Your original claim was "If computing the function is in P, minimization is in NP." Technically, this sentence doesn't make sense because minimization is a functional problem, whereas NP is a class of decision problems. But the ability to minimize a function certainly implies the ability to determine whether a value is a minimum, and since that problem is not in NP, I think your claim is wrong in spirit as well.

As Nesov pointed out, TSP is in FP^NP, so perhaps a restatement of your claim that is correct is "If computing the function takes polynomial time, then it can be minimized in polynomial time given an NP oracle." This still seems to imply that function minimization isn't much harder than NP-complete problems.

Are there any problems in PostBQP that can be said to be much harder than NP-complete problems? I guess you asked that already.

P⊆NP⊆PP⊆PSPACE, but we don't even have a proof of P≠PSPACE.

Unconditionally proven strict containments are pretty rare. You'll probably want to settle for some lesser evidence.

On the computational power of PP and ⊕P says it gives strong evidence that PP is strictly harder than PH, which contains NP.

According to this FNP is strictly harder than NP.

No idea about PP. Where did PP come up, or how does it relate to FNP?

ETA: Ah, I see.

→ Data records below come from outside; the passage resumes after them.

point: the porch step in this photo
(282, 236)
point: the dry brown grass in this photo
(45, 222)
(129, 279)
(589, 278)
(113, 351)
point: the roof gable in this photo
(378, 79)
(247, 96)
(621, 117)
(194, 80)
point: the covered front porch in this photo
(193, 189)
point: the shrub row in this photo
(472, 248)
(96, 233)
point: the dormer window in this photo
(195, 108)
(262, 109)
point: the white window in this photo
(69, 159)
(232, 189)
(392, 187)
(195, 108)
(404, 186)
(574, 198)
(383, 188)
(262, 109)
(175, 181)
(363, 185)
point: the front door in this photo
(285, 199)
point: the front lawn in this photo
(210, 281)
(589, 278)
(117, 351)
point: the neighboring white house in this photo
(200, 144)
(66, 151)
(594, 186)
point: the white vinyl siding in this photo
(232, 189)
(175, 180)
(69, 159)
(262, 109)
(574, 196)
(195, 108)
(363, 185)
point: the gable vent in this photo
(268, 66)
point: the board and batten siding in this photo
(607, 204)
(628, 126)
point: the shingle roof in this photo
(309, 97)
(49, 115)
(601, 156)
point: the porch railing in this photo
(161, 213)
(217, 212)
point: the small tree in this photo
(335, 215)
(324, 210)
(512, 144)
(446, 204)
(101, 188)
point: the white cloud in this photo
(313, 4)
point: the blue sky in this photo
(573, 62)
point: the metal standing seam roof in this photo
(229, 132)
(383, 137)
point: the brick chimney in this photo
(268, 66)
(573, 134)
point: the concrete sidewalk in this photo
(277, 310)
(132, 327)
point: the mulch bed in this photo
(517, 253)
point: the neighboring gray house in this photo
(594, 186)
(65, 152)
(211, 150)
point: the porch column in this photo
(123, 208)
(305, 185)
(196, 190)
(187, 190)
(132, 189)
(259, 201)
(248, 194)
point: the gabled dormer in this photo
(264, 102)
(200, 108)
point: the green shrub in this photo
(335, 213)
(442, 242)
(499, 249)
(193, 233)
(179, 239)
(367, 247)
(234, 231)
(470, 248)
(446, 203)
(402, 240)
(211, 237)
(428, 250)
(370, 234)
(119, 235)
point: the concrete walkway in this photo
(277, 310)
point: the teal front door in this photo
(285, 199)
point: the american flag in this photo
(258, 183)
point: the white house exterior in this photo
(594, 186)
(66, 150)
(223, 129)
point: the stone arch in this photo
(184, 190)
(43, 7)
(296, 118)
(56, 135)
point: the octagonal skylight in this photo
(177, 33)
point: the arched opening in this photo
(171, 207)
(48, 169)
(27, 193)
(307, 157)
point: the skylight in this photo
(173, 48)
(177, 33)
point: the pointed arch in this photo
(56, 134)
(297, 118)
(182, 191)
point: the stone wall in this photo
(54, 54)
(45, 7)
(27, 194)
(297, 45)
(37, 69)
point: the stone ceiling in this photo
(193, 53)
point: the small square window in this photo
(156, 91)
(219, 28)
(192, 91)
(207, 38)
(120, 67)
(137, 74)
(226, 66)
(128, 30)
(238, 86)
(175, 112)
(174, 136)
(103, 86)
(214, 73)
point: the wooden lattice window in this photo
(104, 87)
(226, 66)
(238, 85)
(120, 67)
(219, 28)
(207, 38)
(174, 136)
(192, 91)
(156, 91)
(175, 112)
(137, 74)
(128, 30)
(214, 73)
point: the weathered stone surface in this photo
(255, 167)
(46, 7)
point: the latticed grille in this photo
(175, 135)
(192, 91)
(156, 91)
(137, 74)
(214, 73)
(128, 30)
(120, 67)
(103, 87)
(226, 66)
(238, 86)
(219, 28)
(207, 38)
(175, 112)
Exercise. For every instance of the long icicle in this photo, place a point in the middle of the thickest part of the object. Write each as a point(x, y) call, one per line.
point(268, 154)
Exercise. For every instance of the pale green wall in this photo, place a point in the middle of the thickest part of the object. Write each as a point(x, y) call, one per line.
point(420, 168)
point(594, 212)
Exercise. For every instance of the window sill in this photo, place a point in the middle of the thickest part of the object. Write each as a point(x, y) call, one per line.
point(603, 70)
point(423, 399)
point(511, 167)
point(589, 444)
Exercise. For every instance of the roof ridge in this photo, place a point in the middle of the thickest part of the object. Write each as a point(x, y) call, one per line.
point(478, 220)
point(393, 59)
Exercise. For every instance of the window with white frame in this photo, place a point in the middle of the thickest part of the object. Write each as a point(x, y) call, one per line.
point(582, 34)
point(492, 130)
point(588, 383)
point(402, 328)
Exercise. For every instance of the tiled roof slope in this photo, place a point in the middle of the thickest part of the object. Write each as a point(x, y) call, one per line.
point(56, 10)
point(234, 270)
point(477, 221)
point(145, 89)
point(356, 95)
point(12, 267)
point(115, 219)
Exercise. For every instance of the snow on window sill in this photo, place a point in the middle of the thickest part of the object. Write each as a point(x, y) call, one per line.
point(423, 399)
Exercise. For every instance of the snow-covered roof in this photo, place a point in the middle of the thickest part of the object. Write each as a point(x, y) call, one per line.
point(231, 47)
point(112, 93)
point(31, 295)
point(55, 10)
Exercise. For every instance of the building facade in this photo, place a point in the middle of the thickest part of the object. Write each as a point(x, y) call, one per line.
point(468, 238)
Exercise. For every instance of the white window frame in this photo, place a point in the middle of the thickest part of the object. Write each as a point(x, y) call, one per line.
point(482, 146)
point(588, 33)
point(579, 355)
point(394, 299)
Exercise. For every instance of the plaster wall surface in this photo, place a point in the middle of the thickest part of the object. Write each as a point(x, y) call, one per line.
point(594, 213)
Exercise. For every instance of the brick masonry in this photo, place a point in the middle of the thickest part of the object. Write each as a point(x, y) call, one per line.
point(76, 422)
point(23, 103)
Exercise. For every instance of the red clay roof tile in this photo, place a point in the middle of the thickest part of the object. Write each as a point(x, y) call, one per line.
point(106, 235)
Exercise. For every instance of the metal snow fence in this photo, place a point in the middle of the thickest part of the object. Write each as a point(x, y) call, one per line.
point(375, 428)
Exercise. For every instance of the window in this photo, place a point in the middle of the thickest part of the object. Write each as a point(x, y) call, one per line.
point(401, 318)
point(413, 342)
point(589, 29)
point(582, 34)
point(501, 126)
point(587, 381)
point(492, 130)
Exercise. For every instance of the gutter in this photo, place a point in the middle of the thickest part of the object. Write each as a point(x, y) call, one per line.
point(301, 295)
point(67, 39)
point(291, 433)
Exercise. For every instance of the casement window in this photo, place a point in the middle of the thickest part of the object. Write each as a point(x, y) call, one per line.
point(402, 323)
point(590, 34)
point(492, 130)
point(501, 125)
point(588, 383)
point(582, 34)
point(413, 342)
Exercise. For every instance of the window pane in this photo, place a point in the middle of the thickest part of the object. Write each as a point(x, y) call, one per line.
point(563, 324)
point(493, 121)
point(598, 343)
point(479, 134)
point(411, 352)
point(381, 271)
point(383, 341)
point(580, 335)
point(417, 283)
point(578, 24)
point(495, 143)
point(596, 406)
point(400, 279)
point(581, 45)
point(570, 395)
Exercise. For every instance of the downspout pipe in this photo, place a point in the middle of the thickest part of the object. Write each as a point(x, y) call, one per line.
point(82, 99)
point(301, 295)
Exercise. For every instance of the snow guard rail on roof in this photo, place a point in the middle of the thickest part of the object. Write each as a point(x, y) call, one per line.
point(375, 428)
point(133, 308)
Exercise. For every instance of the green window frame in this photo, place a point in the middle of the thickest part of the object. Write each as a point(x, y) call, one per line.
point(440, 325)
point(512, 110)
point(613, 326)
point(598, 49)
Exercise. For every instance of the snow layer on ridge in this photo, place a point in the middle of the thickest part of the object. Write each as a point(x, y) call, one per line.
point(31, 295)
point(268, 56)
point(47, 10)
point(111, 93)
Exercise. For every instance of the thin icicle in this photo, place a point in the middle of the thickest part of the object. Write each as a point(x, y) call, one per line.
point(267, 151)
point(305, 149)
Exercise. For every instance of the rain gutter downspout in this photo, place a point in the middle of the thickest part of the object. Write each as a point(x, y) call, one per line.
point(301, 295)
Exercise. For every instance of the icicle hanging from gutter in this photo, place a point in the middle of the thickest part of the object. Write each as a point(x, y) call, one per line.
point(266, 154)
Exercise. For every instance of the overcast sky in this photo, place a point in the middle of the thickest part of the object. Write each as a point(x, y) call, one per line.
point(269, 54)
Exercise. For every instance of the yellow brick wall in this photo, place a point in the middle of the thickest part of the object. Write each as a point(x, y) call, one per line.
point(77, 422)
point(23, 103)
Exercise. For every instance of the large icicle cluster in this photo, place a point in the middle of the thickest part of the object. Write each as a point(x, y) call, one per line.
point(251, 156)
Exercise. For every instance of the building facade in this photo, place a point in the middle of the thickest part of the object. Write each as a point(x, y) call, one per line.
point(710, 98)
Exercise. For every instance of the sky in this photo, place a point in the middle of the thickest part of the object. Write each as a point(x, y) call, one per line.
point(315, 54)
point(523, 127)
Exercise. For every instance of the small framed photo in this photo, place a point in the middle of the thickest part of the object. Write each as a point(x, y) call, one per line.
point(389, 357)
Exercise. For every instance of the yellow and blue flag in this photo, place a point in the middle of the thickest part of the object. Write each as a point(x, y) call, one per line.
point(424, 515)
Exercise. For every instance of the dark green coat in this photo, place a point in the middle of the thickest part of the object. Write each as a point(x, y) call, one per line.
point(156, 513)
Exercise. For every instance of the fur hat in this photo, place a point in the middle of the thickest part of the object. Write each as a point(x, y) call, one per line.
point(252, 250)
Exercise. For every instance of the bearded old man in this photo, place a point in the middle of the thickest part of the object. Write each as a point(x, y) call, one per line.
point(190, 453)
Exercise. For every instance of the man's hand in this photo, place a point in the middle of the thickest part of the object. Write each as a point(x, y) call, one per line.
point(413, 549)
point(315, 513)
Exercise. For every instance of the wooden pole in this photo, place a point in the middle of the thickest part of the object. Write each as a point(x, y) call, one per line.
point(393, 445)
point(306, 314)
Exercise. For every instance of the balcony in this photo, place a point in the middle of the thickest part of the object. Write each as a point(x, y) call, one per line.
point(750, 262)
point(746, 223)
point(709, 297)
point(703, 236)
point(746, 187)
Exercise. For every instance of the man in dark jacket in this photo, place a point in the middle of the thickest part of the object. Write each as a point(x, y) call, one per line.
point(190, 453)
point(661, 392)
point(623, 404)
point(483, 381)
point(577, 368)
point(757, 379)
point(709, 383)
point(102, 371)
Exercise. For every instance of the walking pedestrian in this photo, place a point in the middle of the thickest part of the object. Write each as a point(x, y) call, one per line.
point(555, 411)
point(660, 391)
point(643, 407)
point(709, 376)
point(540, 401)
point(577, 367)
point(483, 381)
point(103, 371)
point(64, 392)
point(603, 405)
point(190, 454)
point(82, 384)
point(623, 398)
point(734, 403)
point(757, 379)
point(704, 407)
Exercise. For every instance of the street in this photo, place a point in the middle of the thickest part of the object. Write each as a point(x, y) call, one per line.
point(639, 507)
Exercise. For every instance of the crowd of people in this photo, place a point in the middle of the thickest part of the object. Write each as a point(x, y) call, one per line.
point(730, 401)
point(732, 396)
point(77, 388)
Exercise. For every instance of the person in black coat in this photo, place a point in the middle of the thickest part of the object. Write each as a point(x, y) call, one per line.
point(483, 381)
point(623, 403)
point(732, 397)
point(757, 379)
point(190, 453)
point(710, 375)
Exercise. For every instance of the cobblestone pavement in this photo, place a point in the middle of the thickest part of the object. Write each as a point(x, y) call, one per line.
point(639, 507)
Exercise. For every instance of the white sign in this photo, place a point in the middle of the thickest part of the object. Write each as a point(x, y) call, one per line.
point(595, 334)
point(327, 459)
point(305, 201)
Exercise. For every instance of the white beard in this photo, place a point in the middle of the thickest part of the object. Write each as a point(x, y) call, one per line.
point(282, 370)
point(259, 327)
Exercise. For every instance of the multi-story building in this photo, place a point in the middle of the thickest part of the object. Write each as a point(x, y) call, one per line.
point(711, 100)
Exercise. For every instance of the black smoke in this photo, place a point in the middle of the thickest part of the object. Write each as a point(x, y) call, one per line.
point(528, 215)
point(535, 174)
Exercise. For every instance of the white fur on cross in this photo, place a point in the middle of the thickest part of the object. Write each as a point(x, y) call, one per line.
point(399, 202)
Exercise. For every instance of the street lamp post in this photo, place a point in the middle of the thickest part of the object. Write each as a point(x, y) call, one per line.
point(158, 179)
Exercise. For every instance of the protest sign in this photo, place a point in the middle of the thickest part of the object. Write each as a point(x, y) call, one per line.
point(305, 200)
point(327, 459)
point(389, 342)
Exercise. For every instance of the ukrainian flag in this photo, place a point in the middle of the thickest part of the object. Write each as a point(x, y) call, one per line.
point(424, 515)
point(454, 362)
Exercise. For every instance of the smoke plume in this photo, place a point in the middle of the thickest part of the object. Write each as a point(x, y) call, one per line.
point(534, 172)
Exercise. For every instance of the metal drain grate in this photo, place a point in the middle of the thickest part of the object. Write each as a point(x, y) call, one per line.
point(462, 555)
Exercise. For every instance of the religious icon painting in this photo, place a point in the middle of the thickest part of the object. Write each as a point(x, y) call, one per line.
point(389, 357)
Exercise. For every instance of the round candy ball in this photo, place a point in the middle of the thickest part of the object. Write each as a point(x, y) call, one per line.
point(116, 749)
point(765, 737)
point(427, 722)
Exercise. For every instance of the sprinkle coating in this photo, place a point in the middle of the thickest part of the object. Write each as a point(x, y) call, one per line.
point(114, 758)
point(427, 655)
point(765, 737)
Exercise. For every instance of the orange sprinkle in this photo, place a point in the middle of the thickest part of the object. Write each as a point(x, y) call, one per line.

Aaronson's paper here shows that postselection (which is what our suicide voodoo is) gives you PP. Since postselection also gives you FNP, and since FNP is harder than NP, then we should have that PP is strictly harder than NP.

1) The problem of finding the smallest entry in a list is linear-time with respect to the size of the input; calling that size 2^N instead of M doesn't change things.

You can call it M, if you like. Then individual function evaluations cost log(log(M)). The point is the relative cost difference between function evaluations and function minimization.

2) Accessing the nth element of a list isn't O(1), because you have to read the bits of n for chrissake.

Good point. Function calls will be O(log(N)).

3) I'm not sure how you're going to solve this with quantum voodoo in O(1), because just setting up the computation will take time (or space if you're parallel) proportional to the length of the input list.

Right, the setup of the problem is separate. It could have been handed to you on a flash drive. The point is there exist functions such that we can calculate single evaluations quickly, but can't minimize the entire function quickly.